SECTION(«Arrays and Hashes»)
- bash-2: arrays, bash-4: hashes (associative arrays)
- zero-based, one-dimensional only
- three ways of assigning values
- negative parameters in arrays and string-extraction (bash-4.2)
EXERCISES()
- The following three array assignments are equivalent:
CMD(arr=(one two three)), CMD(«arr=([0]=one [1]=two [2]=three)»),
CMD(«arr[0]=one; arr[1]=two; arr[2]=three»). Discuss the pros and
cons of each version.
- Define an array with CMD(«arr=(one two three)»).
- Learn how to determine the number of elements that have been assigned
(three in this example).
- Convert all entries to upper case without iterating.
- Print all entries which do not contain an CMD(«"o"») character,
again without iterating (result: CMD(«three»)).

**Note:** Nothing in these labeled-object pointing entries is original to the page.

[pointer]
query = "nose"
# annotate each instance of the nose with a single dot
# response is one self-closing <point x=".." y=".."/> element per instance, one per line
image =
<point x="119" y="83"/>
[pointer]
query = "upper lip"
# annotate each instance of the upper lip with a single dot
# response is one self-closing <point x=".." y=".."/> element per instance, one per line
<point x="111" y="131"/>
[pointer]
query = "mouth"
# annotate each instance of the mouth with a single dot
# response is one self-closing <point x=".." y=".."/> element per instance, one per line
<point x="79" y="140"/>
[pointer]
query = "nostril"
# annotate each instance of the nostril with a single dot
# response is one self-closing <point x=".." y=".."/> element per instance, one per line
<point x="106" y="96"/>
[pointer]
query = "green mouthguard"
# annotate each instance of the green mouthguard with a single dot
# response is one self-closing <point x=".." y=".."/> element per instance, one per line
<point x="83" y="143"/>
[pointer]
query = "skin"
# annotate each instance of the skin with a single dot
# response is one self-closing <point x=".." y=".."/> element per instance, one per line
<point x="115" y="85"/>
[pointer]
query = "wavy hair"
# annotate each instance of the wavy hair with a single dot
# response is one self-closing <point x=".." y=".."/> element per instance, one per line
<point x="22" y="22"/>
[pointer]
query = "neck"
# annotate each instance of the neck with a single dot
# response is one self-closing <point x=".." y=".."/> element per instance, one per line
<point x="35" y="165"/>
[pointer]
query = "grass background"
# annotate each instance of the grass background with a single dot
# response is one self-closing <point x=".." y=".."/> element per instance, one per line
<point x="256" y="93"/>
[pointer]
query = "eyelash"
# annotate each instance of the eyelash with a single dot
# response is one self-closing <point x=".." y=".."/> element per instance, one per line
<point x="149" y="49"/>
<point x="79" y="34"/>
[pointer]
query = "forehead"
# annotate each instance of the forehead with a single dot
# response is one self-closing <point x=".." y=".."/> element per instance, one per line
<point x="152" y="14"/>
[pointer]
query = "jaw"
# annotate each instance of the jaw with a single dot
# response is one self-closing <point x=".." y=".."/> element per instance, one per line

- Use arrays to write a bash script that lists itself, including
line numbers, and does not call any external command (CMD(«sed,
awk, perl, python, ...»)). Try to get rid of the loop in this
REFERENCE(«self-list.bash», «solution»),
- CMD(«rot13») is a simple "encryption" algorithm which shifts each
letter in the alphabet a-z by 13 characters and leaves non-letter
characters unchanged. That is, CMD(«a») maps to CMD(«n»),
CMD(«b») maps to CMD(«o»), ..., CMD(«m») maps to CMD(«z»),
CMD(«n») maps to CMD(«a»), and so on. Implement CMD(«rot13»)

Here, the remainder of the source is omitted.